I think a big lesson to take from the experience is that tutoring is by no means a science. While we may come up with theories about how the ideal tutorial looks like, we really can never rest on one idea over another because two things will always remain true: there are many ways to teach and there are many ways to learn. Because of these two truths there can never be an ideal tutorial, in my eyes. Sure, we aim to be as thoughtful and considerate as we can, but a tutor will rarely hit that perfect pitch within a 30-minute period; the situation just isn’t built for this.
This may be a weird way to characterize this process, but I’ll stick with it: the writing center process seems akin to one’s experience on a roller coaster. Riders vary greatly; some can’t wait out get on the roller coaster and feel that thrill and come out a more experienced person; others may be afraid of fast machines they don’t understand.

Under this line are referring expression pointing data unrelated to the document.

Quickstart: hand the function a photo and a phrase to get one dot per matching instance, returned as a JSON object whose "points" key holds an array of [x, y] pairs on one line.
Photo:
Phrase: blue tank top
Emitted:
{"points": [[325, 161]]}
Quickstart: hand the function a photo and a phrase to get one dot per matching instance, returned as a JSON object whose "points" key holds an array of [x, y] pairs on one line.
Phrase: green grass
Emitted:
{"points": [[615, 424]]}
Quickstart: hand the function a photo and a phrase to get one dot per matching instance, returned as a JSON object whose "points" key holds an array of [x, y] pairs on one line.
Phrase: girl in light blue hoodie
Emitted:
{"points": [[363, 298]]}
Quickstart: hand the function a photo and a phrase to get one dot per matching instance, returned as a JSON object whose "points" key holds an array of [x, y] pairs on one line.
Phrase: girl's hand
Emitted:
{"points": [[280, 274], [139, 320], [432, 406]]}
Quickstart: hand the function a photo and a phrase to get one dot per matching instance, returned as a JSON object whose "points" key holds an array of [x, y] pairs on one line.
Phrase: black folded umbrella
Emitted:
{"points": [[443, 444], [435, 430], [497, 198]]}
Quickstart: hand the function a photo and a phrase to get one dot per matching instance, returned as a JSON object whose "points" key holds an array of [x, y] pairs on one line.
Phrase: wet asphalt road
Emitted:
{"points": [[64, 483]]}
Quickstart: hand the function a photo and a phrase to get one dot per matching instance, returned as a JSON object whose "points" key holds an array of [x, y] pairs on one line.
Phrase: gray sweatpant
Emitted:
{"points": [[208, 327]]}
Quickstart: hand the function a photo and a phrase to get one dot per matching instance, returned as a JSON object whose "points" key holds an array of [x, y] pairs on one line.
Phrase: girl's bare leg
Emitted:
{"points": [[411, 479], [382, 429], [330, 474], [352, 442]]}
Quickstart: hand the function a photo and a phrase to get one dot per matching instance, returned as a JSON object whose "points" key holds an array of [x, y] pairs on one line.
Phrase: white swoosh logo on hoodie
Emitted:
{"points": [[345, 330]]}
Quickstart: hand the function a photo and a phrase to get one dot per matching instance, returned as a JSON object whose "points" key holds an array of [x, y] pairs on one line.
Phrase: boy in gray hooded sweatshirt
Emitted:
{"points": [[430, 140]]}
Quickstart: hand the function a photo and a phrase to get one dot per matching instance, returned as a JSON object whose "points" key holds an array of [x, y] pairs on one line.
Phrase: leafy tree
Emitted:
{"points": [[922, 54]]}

They may wonder, "Will the car flip when it goes careening through a sharp turn, or will I make it out alive after being tossed and turned and suspended upside down and then set straight again?" The great thing is that roller coasters, much like tutors, also vary in shapes, sizes, speeds, twists and turns, so the rider has many choices.
Getting back to the tutor not being able to match the style of the writer within 30 minutes: the flip side is that writers are free to sign up for as many appointments as they want with the same tutor; over repeated sessions, the tutor can get to know the writer, how they write, and what they’ll likely need help with. I experienced a similar situation with a writer who came in to me for tutoring. He had visited the SWC previously and received help specifically with his organization, so when I began helping him I could tell he focused on his organization and didn’t need help with it; this allowed us to work on other areas in which he did need help.
I enjoyed doing my observations, especially because I can apply it to my work in the SWC. They allowed me to see the different ways I could approach a tutoring session. The experience gave me good ideas about what to do with my own sessions because I could sort of cherry-pick the things that I thought worked from the different tutors I oversaw.